純一(声)「(発信音)あ、俺だけど。追いコン長引きそうだからちょっと遅れるかも。
 心配しなくてもちゃーんと行くからさ、順番とっといてくれよ」
 
○有楽町マリオン・前(夜)
   映画館に向かって長蛇の列。その中ほどにたま。携帯電話の通話を切る。
   たま、ため息。
 
○繁華街(夜)
   一隅に輪。花束を持ったスーツ姿の若者。羽織袴の女性の姿。
   小暮(22)、ユカリ(22)、橋本(21)ら。
橋本「それでは××大学弓道部、追い出しコンパの締めくくりは先輩方の
 卒業を祝って…胴上げ!」
   橋本たちは歓声を上げながら次々と胴上げ。輪の中に純一と鈴木浩子(22)
大学生「次は、山井先輩」
純一「俺はいいってば!」
   胴上げされる純一。浩子も割り込んで、
浩子「ねえ、私も一緒に」
橋本「よし、じゃあまとめてやっちゃえ!」
   純一と浩子、揃って胴上げ。
浩子「きゃっ」
   浩子は純一に抱きつく。
小暮「いいぞ、ご両人」
   小暮、腕組みをしながら、
小暮「あいつら、どうも怪しいと思ったらいつの間にか付き合ってたんだな」
ユカリ「え?」
小暮「鈍いなあ。分かんなかったのか?浩子、今日ずっと純一に付きっきり
 だっただろ?それに近頃の浩子の猛アタックときたら…」
ユカリ「たま先輩とはどうなったの?」
小暮「知らねえよ。純一のことだから飽きちゃったんじゃねえのか?遠くの女より
 近くの女。やっぱ年上のたま先輩よりもタメの浩子の方が」
   ユカリ、飛び出す。
小暮「おい!」
ユカリ「こういうのはっきりさせとかないと」
小暮「待てってば!」
橋本「では、続いて小暮先輩。あ、まとめて二人ともいっちゃおっか」
小暮「おい、お前ら!」
ユカリ「あんたたち、どうなってんの!」
   胴上げされる小暮とユカリ。
   純一はその傍らで赤い顔をして、花束を振り回しながら飛び跳ねる。
純一「いいぞ、やれーっ!」
浩子「ねえ、純一」
純一「お?何だ?」
   浩子は物陰に純一を引っ張りこんで、
浩子「ねえ、飲みなおさない?私まだまだ足りないんだ」
   浩子、舌なめずり。
純一「ダメだよ、俺行かなきゃ」
浩子「いいじゃない」
純一「ダメだって、だってたまが…」
   浩子、純一の口を塞ぐ。

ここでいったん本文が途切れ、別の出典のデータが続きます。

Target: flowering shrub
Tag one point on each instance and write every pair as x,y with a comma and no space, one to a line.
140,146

唇で。濃厚に。
純一「!」
浩子「いいじゃない、先輩だって許してくれるよ。だって卒業するのは私たち
 なんだよ」
純一「…」
浩子「いいでしょ、ね?」
純一「ま、いっか!」
   純一、握りこぶしを上げる。
浩子「いいのよ」
   浩子、再び純一の口を塞ぐ。純一の握りこぶしがゆっくりと降ろされ
   浩子の背中を抱く。
   激しいキス。
浩子「いいのよ…あんな女なんか」
   さらに激しく―
   *   *   *
   純一と浩子が人ごみの中に消えた後、姿を現すたま。
ユカリ「先輩!」
   学生の輪が一瞬凍りつく。
たま「ねえ、純一、いる?」
   お互いに顔を見合わせる学生たち。
たま「あいつと待ち合わせしといたんだけど」
   バツが悪そうな学生たち。
たま「もしかしたらまだいるかな、と思って」
   たま、周囲を見渡す。
ユカリ「せんぱ…」
小暮「あの!入れ違いになったんじゃないですか?一応解散はしてますから」
たま「そっか。ごめんね」
   たま、肩を落として人ごみの中へ。
ユカリ「先輩」
小暮「やめとけよ」
   ユカリ、小暮の制止を振り切ってたまの後を追って人ごみを掻き分ける。
   そしてたまの背中を見つけ、
ユカリ「先輩!」
   振り返るたま。
   ユカリ、荒れる息を整える。
   秒針の音が聞こえてくる。
 
○アパート・たまの部屋(夜)
   たまが携帯電話を手にしている。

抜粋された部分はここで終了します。